Practical recommendations (actionable takeaways)

  • Prefer targeted, progressive cognitive training that challenges broad functions (working memory, processing speed, attention) over casual, repetitive games.
  • Aim for consistency: studies often used ~30 minutes/day for several weeks.
  • Combine cognitive training with regular physical (especially aerobic) exercise — this appears to boost brain benefits.
  • Choose activities you enjoy and can stick with; social settings (classes, groups) can improve adherence and add benefit.
  • Consider mixed-format options (e.g., VR plus cycling) if available and safe.
  • If you have cognitive concerns, discuss them with a healthcare professional before starting interventions.

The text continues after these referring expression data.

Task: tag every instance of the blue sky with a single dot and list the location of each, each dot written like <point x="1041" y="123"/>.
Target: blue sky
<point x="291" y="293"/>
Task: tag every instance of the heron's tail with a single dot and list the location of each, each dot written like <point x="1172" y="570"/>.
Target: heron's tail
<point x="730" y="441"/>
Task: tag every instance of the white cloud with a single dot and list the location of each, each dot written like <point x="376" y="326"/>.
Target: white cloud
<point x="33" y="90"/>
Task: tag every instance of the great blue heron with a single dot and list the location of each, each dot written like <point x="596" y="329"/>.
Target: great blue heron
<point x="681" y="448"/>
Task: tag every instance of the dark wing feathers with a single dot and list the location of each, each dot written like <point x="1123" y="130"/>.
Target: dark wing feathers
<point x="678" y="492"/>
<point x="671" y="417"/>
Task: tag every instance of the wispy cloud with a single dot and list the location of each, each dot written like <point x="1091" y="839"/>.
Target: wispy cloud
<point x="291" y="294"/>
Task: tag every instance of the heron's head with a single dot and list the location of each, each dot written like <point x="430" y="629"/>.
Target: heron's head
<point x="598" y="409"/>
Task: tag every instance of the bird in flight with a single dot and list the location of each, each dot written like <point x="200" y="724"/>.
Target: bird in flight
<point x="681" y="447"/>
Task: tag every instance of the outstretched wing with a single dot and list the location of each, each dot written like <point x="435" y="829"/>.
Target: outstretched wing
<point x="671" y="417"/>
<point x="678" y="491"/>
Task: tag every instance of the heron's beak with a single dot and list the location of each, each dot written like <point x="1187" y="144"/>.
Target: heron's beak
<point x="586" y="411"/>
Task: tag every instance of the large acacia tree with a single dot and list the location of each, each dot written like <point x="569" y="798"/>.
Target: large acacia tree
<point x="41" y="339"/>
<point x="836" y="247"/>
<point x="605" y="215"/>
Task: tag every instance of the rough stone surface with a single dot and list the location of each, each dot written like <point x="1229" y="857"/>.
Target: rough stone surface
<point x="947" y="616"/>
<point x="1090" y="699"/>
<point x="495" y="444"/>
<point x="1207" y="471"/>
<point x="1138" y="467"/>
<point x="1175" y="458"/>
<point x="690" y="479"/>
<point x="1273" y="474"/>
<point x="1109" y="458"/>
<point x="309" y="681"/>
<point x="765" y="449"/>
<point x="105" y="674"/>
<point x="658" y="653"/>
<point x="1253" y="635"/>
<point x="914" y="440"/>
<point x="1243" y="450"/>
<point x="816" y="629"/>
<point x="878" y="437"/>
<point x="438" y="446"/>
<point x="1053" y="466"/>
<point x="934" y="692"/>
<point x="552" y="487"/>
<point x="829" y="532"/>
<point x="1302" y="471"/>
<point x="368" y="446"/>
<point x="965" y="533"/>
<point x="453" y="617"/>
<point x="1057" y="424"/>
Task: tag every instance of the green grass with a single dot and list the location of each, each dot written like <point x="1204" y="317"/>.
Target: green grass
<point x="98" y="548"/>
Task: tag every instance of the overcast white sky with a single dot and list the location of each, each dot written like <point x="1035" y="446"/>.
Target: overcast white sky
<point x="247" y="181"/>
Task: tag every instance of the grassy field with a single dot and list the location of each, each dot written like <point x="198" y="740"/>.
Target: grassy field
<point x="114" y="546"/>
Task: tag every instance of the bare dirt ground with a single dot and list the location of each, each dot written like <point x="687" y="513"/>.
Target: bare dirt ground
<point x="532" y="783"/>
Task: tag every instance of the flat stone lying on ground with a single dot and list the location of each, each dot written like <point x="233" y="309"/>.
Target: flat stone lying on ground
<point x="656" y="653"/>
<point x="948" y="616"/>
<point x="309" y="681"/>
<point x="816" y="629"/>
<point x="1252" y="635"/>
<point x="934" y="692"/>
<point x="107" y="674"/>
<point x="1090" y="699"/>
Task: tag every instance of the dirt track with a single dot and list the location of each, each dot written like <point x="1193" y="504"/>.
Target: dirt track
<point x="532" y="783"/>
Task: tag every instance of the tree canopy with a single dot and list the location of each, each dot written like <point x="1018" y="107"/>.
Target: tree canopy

Limitations and open questions

  • The acetylcholine increase (~2.3%) is modest and observed in a small study (92 participants); long-term effects and clinical significance (e.g., preventing dementia) remain uncertain.
  • Multimodal trials showing benefits can’t yet isolate how much is due to cognitive training versus diet or exercise.
  • It’s unclear whether other brain-training programs produce the same biological effects; Brain HQ has a stronger academic track record than many alternatives, but direct comparisons are limited.

Bottom line

Targeted, sustained cognitive training can produce measurable biological changes (increasing acetylcholine) in older adults and may offset some age-related decline. For best results, pair mental workouts with regular physical exercise, choose activities you’ll keep doing, and include social engagement when possible. While promising, these interventions are not a proven cure for dementia and should be seen as part of a broader brain-healthy lifestyle.